### 1. Get All Domains in Wikidata

In [1]:
import requests
import os
from tqdm import tqdm
from json import JSONDecodeError
from time import sleep
import re
from urllib.parse import unquote, urlparse
import openai
import asyncio

url = "https://query.wikidata.org/sparql"

In [2]:
def get_domain_entites(qid, limit=10000):
    query = f"""
        SELECT ?entity ?entityLabel
        WHERE {{
            ?entity wdt:P31 wd:{qid}.
            ?entity rdfs:label ?entityLabel filter (lang(?entityLabel) = "en")
        }}
        LIMIT {limit}
    """
    r = requests.get(url, params={"format": "json", "query": query})
    try:
        data = r.json()
    except JSONDecodeError:
        sleep(5)
        r = requests.get(url, params={"format": "json", "query": query})
        data = r.json()

    entities = dict()

    for e in data["results"]["bindings"]:
        entity_id = e["entity"]["value"].split("/")[-1]
        entity_label = e["entityLabel"]["value"]
        entities[entity_id] = entity_label

    return entities


def get_entity_attributes(qid, retries=0):
    query = f"""
        SELECT ?property ?propertyLabel ?value ?valueLabel
        WHERE {{
            wd:{qid} ?p ?value .
            ?property wikibase:directClaim ?p .
            SERVICE wikibase:label {{ bd:serviceParam wikibase:language "en". }}
        }}
    """
    try:
        r = requests.get(url, params={"format": "json", "query": query})
        data = r.json()
    except JSONDecodeError:
        asyncio.sleep(5)
        r = requests.get(url, params={"format": "json", "query": query})
        data = r.json()
    except requests.ConnectTimeout:
        if retries > 5:
            raise KeyError
        asyncio.sleep(5)
        return get_entity_attributes(qid, retries + 1)

    properties = dict()

    for p in data["results"]["bindings"]:
        property_id = p["property"]["value"].split("/")[-1]
        property_label = p["propertyLabel"]["value"]
        value_label = p["valueLabel"]["value"]

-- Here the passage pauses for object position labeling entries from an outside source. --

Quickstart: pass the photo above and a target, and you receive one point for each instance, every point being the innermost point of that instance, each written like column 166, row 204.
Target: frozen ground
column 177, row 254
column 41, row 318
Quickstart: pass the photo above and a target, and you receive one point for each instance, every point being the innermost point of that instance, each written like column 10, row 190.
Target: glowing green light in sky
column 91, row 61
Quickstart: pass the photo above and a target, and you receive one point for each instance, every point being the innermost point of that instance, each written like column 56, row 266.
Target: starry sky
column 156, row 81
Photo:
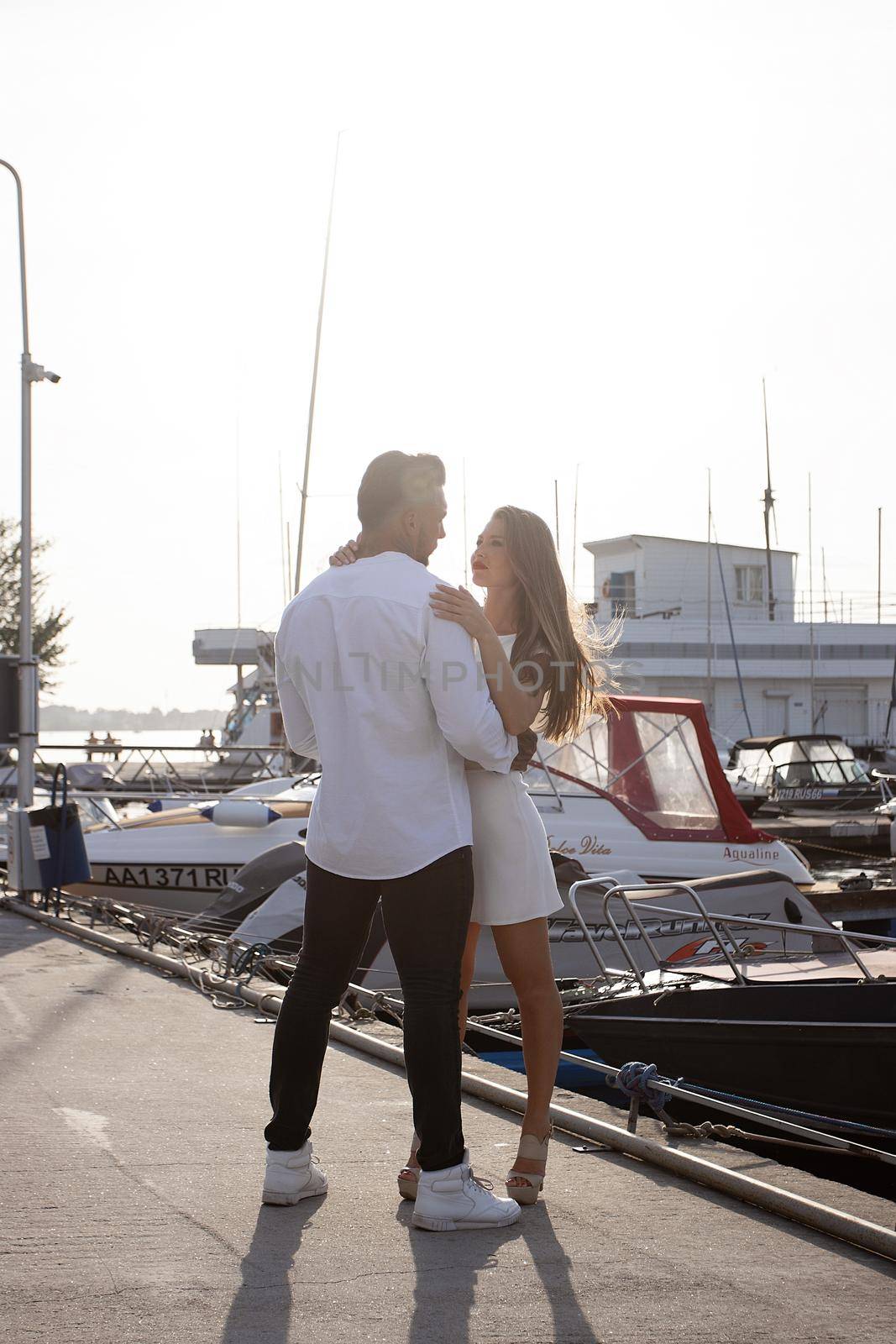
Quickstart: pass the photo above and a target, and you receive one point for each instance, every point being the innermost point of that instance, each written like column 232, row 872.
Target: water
column 128, row 737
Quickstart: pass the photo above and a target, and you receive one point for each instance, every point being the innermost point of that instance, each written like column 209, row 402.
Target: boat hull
column 822, row 1047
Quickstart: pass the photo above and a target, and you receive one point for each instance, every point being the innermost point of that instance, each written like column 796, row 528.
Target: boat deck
column 132, row 1117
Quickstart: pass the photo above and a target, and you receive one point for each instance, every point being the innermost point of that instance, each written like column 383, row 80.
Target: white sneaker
column 291, row 1176
column 454, row 1200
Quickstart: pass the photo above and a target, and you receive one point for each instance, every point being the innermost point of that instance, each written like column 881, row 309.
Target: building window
column 622, row 591
column 750, row 584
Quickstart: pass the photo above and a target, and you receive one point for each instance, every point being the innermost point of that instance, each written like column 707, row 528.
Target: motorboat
column 177, row 859
column 645, row 790
column 808, row 774
column 642, row 792
column 792, row 1015
column 265, row 904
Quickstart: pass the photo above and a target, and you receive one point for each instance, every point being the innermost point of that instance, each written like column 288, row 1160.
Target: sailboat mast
column 710, row 689
column 575, row 523
column 768, row 507
column 812, row 625
column 317, row 354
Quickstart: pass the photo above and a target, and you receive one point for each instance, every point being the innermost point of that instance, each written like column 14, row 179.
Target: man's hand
column 345, row 555
column 527, row 743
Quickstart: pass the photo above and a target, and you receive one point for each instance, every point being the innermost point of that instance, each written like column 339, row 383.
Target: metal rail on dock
column 665, row 1088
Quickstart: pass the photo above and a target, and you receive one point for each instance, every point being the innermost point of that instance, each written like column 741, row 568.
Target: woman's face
column 490, row 564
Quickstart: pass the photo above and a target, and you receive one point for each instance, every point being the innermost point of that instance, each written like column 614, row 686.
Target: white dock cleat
column 456, row 1200
column 291, row 1176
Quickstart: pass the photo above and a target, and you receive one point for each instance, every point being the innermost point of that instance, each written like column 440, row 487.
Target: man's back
column 387, row 698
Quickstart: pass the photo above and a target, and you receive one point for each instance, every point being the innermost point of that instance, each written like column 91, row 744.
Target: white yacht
column 641, row 792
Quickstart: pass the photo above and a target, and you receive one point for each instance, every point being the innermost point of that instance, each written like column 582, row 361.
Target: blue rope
column 248, row 958
column 633, row 1079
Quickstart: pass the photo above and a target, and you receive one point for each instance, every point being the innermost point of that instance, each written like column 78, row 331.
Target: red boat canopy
column 654, row 759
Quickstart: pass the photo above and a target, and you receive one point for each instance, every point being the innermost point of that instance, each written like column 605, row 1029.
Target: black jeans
column 426, row 918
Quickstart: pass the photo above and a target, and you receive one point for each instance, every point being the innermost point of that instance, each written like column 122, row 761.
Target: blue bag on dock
column 58, row 840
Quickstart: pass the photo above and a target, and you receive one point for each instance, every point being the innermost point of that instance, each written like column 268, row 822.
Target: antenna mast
column 317, row 354
column 768, row 504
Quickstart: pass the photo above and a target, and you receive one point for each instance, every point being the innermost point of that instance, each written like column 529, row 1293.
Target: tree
column 49, row 624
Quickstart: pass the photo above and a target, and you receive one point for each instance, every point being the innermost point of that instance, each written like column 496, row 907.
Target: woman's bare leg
column 468, row 967
column 526, row 956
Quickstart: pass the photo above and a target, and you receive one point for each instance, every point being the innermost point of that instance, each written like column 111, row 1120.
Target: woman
column 539, row 674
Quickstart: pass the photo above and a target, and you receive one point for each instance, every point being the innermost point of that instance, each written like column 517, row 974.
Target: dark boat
column 826, row 1046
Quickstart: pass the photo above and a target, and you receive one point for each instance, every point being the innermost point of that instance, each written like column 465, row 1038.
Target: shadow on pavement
column 265, row 1294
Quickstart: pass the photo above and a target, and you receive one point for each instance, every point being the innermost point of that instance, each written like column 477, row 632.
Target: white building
column 799, row 676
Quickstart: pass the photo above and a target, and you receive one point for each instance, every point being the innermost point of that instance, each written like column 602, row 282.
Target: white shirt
column 391, row 702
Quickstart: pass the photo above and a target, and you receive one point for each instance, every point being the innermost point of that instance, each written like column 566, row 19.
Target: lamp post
column 31, row 373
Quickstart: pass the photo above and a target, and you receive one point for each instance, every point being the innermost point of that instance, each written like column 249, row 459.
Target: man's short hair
column 398, row 480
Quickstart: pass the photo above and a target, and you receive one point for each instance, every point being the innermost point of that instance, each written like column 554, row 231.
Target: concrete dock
column 132, row 1113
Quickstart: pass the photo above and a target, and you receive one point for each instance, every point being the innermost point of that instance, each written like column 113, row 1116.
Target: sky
column 569, row 244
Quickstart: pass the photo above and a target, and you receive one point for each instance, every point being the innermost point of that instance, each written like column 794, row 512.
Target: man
column 387, row 698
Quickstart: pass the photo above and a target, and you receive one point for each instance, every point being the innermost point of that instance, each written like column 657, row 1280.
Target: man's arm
column 297, row 721
column 464, row 709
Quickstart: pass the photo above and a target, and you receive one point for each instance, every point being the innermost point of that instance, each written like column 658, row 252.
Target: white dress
column 513, row 875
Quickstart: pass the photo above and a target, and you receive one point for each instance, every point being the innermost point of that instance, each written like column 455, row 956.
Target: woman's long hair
column 551, row 622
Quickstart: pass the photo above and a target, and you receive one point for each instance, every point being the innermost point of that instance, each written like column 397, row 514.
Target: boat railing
column 715, row 924
column 165, row 769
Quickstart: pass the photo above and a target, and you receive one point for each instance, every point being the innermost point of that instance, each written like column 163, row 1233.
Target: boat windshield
column 829, row 761
column 647, row 761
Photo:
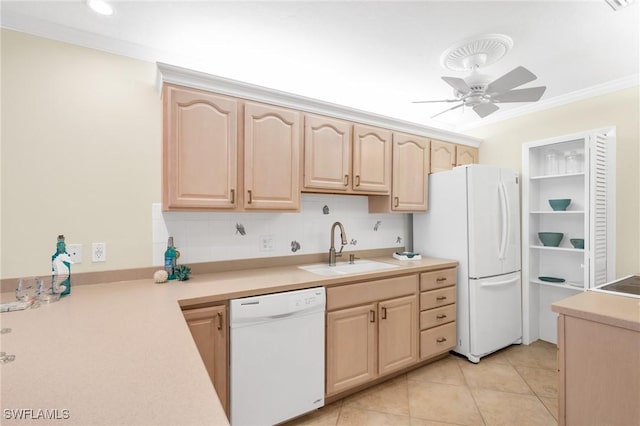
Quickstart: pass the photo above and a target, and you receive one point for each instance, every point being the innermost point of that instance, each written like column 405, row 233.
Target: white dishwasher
column 277, row 356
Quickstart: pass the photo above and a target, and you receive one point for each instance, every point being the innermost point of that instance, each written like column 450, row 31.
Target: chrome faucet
column 332, row 249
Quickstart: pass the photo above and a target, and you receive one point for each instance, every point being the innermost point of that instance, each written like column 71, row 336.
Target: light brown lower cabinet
column 374, row 338
column 210, row 331
column 599, row 373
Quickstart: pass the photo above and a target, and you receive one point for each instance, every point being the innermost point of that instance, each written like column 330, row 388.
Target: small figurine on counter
column 61, row 267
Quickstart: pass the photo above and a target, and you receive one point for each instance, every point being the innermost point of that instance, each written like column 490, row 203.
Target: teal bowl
column 560, row 204
column 550, row 239
column 577, row 242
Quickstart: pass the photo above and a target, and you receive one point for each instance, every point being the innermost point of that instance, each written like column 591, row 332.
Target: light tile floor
column 515, row 386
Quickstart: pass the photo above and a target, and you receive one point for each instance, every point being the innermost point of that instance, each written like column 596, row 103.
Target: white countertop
column 121, row 353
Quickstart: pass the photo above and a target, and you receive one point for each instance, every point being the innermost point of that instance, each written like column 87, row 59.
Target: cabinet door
column 466, row 155
column 443, row 156
column 410, row 172
column 200, row 150
column 397, row 334
column 209, row 329
column 351, row 347
column 327, row 153
column 271, row 157
column 371, row 159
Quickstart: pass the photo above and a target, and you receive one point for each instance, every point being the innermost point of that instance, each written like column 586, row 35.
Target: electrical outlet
column 98, row 252
column 266, row 243
column 75, row 252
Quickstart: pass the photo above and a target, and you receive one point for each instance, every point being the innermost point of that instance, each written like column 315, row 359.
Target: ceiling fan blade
column 443, row 100
column 514, row 78
column 530, row 94
column 457, row 83
column 485, row 109
column 447, row 110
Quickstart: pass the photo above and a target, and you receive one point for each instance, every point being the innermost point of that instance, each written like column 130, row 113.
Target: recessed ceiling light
column 100, row 6
column 619, row 4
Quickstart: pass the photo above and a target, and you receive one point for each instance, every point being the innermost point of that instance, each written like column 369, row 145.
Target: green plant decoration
column 182, row 272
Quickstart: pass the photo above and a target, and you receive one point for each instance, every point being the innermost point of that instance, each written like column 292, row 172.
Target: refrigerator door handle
column 499, row 283
column 504, row 211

        if property_id.startswith("P"):
            properties[property_id] = (property_label, value_label)

    return properties

In [3]:
def get_wikipedia_content(url):
    # Extracting the title from the URL
    parsed_url = urlparse(url)
    title = unquote(parsed_url.path.split("/")[-1])

    # API request setup
    api_url = f"https://{parsed_url.netloc}/w/api.php"
    params = {
        "action": "query",
        "format": "json",
        "titles": title,
        "prop": "extracts",
        "explaintext": True,
    }

    # Making the request
    try:
        response = requests.get(api_url, params=params)
    except requests.exceptions.InvalidURL:
        print("Invalid URL")
        print(parsed_url.netloc)
        raise

    data = response.json()

    # Extracting the page content
    page = next(iter(data["query"]["pages"].values()))
    if "extract" in page:
        return page["extract"]
    else:
        return "Article content not found."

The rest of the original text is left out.